>
> All "that" does is answer your question Ian.
=======================
Sorry, it doesn't because it seems to me you hold to what Martha Woodmansee and James Boyle have called the romantic view of authorship with respect to Aristotle's theories, not to mention whether the key terms he used still have the same meanings today.
>
> I think Marx claimed that handicraft labour in precapitalist economies
> embodied greater techne in Aristotle's sense than labour characterized
> by "complete emptiness" (when measured against the labour of the
> "universally developed individual"). Marx claims the end result of
> capitalism ("the fully developed proletariat") will be the complete
> emptiness, in this sense, of labour.
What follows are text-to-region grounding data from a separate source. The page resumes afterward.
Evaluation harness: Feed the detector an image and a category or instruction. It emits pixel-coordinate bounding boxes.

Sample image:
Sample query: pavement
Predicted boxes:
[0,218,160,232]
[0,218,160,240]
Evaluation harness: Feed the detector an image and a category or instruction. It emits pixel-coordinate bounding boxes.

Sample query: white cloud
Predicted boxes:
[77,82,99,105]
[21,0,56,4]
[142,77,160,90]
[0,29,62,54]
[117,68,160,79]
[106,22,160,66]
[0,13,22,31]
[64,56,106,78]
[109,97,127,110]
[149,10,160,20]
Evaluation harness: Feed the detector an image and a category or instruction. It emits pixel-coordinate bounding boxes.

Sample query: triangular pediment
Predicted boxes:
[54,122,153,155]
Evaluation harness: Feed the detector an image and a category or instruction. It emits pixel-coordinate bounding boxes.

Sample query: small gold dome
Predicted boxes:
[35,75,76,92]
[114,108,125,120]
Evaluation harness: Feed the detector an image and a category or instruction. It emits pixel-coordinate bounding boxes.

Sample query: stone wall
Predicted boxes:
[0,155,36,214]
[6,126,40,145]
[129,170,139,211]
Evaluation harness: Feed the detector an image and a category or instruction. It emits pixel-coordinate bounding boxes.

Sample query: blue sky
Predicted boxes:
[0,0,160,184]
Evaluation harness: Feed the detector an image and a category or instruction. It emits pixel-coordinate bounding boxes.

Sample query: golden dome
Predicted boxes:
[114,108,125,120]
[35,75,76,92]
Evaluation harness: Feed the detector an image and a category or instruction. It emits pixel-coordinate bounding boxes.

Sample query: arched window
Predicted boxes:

This claim is based, in my
> judgment, on a mistaken argument, but that doesn't invalidate the claim
> that precapitalist handicraft labour did not embody complete emptiness.
=====================
This begs the question as to what the rhetorical use of "complete emptiness" is supposed to accomplish and whether we can find some more suitable vocabulary to address the problems in the division of labor as it exists today.
>
> When you take Marx's "complete emptiness" of the "fully-formed
> proletariat" to be adequately represented by "proletarians who go
> bowling or play video games" you're making an interpretive claim. I
> believe the claim is mistaken for the reasons I've given. That's all I
> said.
=====================
Your reasons are also interpretations; we're at an impasse due, I believe, interpretativey, to the cumbersomeness of KM's use of Aristotelean vocabularies when we live in non-Aristotelean societies.
>
> >>
> >> The quotes around "idea" are meant to point to the Hegel/Marx idea of
> >> humanity as the being with the potential to become a "universally
> >> developed individual", the idea I've just again been elaborating.
> >> This
> >> isn't the only one. It's different from yours for example.
> >>
> >> Ted
> > ================================
> >
> > Compressing the lives of 6 billion -currently living- persons into the
> > term *humanity* as *universally developed individual* is an EXTREMELY
> > problematic narrative/explanatory project, grammatical problems aside
> > a la
> > Wittgenstein. Why is it whenever you bring that issue up all I can
> > think
> > of as an example is the Borg from Star Trek?
> >
>
> Perhaps it's the same problem that leads you to think the sentence
> preceding the question is an argument.
>
> Ted
===================
Never asserted that it was an argument, but it was an interpretation that implicitly assumed that KM's Hegelian vocabulary of "the universally developed individual" was a representation. How can we, who are not at the "end" of history [as if that phrase could even mean anything] possibly know what that is? To the extent we can't, anyone can claim that another's interpretation of what it might mean is wrong; all the while never having to put forth a positive claim, like the Yogis who use negative dialectics to frustrate the adept's attempt to conceptualize the godhead or a philosophy student trying to get a handle on Hegel's distinction between spurious and true infinity. "Not this, not that." Well, what, then? A rhetorical game that's moot............No wonder the pragmatists went after H's works as so much puffery.